Resume.io raised their price. The last time I tried to update my CV, the subscription had jumped enough that I paused and thought: do I really need this?
I didn't.
What I needed was a current PDF of my CV. I already had the content — my personal website has a CV section, and I keep a local markdown copy in my project folder. The only thing resume.io was doing was rendering that content into a PDF with a nice layout.
So I asked my AI agent to generate one.
The setup
I keep my CV as omar-diaz-cv.md in a cv/ folder. Markdown, plain text, version controlled. Sections for profile, skills, employment history, freelance projects, education. The same data that appears on oadiaz.com.
When I needed the PDF, I told Asere — my AI agent — to take the local markdown and the public website data, merge any updates, and produce a PDF. No template marketplace. No subscription. No "upgrade to Pro to export."
The agent read the markdown file, compared it against the live site, applied a clean layout, and generated the PDF. Total time: under a minute. Total cost: the fraction of a cent that the API call consumed.
The file lives at ~/clawd/cv/omar-diaz-cv.pdf. I can update it any time by editing the markdown and regenerating. No login. No credit card. No "your trial has expired."
Why this works
There are two things going on here.
First, the data was already mine. My career history, my skills, my projects — I wrote all of it. Resume platforms don't create content. They format it. And formatting is a solved problem. HTML-to-PDF, CSS styling, layout engines — these are not mysterious technologies. They are tools that agents can use.
Second, the agent has context. It knows my projects, my tech stack, my writing style. When I add a new job or project to the markdown, the next regeneration picks it up. No form filling. No "add experience" wizard with mandatory fields. I edit a text file and get a PDF. The way it should be.
The broader pattern
Resume.io is one example, but it points to a pattern I keep hitting: subscriptions that gate access to something you could do yourself with the right tools.
CV formatting. Landing page builders. Email template designers. Diagram tools. All of these have markdown-to-X pipelines that an agent can drive. The subscription value was never the formatting — it was the convenience of not thinking about formatting. Agents close that gap.
This is not about replacing every SaaS product. Some tools provide real infrastructure — databases, auth, deployment pipelines. You cannot agent your way out of needing Postgres. But a lot of consumer subscriptions sit on top of open formats and standard technologies, and their main value proposition is "we made it easy." Agents make it easy too. For the things you already own — your content, your data, your files — an agent can be the formatting layer you were paying for.
The math
Resume.io costs around €8-12/month depending on the plan. Let's call it €10. Over a year, that is €120 for something I use maybe twice — update the CV, download the PDF, forget about it until the next job change.
An API call to generate a PDF costs effectively nothing. Even being generous and counting the entire session — the agent reading files, checking the website, producing the output — it is under €0.10. The breakeven is absurd.

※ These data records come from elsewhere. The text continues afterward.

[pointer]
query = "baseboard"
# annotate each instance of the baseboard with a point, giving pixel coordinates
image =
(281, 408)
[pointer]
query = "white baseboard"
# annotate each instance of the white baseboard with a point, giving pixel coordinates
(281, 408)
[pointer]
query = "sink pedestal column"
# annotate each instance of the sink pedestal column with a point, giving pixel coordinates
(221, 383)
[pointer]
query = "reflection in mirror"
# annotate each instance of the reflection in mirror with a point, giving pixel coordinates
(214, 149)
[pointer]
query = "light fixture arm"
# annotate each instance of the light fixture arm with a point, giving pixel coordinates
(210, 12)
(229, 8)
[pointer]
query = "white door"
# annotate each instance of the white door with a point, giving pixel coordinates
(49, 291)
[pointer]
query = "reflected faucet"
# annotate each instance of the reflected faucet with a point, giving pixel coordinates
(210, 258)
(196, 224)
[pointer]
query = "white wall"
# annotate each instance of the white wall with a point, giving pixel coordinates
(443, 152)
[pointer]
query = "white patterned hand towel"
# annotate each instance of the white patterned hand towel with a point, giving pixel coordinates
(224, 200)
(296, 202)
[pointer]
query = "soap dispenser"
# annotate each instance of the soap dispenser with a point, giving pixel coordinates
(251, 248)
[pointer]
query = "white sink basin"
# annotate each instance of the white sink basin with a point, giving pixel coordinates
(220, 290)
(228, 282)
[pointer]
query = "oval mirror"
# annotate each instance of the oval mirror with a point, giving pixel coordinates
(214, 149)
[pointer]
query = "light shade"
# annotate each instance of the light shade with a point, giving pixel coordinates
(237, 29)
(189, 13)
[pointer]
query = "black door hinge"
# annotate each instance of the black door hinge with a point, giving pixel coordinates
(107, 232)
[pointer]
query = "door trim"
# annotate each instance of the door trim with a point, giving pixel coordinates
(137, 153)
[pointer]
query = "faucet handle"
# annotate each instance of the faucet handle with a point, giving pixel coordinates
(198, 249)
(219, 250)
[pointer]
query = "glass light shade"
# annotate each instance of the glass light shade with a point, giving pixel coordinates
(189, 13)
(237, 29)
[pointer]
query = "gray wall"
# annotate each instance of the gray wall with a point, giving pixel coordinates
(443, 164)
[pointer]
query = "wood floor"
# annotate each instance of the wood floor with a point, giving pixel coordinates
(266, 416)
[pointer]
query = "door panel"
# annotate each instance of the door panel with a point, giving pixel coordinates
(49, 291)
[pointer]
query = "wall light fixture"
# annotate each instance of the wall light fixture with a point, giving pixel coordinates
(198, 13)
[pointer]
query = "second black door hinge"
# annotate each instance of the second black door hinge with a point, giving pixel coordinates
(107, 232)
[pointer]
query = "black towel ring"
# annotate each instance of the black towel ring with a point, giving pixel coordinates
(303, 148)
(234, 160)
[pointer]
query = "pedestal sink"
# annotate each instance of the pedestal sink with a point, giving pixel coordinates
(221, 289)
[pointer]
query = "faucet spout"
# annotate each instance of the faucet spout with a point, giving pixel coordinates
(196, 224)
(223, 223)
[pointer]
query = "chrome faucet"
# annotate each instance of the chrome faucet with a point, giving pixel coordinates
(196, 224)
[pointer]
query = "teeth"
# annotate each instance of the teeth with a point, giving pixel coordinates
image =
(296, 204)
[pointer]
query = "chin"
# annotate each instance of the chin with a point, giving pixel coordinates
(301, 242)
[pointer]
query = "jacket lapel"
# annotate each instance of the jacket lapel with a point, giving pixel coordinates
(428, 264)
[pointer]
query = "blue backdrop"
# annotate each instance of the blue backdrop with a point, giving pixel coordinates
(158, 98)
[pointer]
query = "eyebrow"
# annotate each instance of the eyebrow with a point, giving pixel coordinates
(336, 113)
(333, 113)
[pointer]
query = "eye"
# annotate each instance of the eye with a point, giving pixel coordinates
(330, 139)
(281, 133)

And the markdown version has advantages the platform does not: it is in git, it is diffable, it is searchable, and I never lose it because a startup decides to pivot or shut down.
What I actually use
The stack is simple. A markdown file. An agent that reads it and produces a PDF. A folder in my workspace. No account. No billing page. No "we've updated our terms of service" emails.
If you keep your content in a format you control — markdown, plain text, JSON — you can do the same. The agent is the rendering engine. The data is yours. The output is yours. The subscription is gone.
That is the real shift. Not that AI can format a CV. That was trivial. The shift is that agents make ownership practical again. You do not need to rent access to your own content.